Leseratte, Samstag, 21.08.2021, 13:32 (vor 1224 Tagen) @ Taurec (1062 Aufrufe)
bearbeitet von Leseratte, Samstag, 21.08.2021, 13:43

Lieber Taurec,

da will ich dir antworten:

Im Alten Testament gibt es scheinbar zwei einschlägige Texte, das Buch Daniel, und möglicherweise Hesekiel 37ff.

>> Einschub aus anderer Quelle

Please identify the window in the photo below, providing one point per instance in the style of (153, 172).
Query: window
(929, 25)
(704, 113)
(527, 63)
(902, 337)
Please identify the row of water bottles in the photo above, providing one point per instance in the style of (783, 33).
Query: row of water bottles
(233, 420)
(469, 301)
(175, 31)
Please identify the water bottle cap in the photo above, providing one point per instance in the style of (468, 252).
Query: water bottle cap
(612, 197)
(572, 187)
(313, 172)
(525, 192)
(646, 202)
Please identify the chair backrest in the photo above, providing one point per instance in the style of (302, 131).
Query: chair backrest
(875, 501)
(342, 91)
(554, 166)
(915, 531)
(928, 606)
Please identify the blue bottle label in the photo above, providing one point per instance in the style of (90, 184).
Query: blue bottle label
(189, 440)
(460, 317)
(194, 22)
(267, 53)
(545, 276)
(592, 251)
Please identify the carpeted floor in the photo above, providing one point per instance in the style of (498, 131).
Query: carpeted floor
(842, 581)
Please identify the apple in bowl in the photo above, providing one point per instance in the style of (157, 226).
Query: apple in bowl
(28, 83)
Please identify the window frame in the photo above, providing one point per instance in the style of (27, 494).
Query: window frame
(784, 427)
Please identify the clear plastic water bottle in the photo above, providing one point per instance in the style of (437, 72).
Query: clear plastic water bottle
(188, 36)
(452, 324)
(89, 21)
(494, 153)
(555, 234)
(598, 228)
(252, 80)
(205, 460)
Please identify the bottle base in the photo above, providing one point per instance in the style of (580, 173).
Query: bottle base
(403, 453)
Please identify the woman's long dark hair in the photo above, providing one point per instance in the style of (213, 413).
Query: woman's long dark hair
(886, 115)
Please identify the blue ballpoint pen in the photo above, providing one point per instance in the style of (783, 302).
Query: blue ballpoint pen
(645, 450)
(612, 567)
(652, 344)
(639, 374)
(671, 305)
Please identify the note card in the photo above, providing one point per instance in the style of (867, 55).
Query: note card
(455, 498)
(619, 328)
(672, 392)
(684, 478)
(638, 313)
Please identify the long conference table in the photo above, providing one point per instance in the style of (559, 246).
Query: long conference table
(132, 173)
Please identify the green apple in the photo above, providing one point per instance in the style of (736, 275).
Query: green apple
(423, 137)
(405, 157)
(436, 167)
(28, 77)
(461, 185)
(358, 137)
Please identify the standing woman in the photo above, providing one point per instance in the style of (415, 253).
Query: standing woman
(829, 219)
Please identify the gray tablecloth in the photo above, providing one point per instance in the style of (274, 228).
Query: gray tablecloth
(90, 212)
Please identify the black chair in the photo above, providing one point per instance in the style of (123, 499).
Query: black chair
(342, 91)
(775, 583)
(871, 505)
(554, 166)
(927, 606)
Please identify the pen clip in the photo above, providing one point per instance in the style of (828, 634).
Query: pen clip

Daniel ist kein prophetischer Text, sondern ein antiken Sinne apokalyptischer, also einer, der sich auf die Ideologie hinter den Imperien bezieht und ihr ein Gesicht verleihen will. Die Tiere aus dem Abgrund sind Chiffren für die Ideologie der Imperien, die nacheinander über Israel bzw. Juda geherrscht haben. Entstanden ist das Buch Daniel, als die Offerte Antiochos IV. Epiphanes man möge in Jerusalem die griechischen Götter in das Judentum integrieren und dagegen Bürgerrechte erhalten, im Raume stand. Zusätzlich nannte sich Antiochus IV. göttlich, Epiphanes. Hatten bislang alle Imperien sich nie in die religiösen Angelegenheiten der unterworfenen Völker eingemischt, lag jetzt die Sache anders, es ging im Buch Daniel um die Frage, inwieweit man sich assimilieren solle. Deswegen wurde nun das griechische Imperium als weiteres, noch böseres, Tier aus dem Abgrund gedeutet, dem man sich partout verweigern solle. Es gäbe nur die Wahl zwischen Gott und der Anbetung des Tieres, keinen Kompromiss.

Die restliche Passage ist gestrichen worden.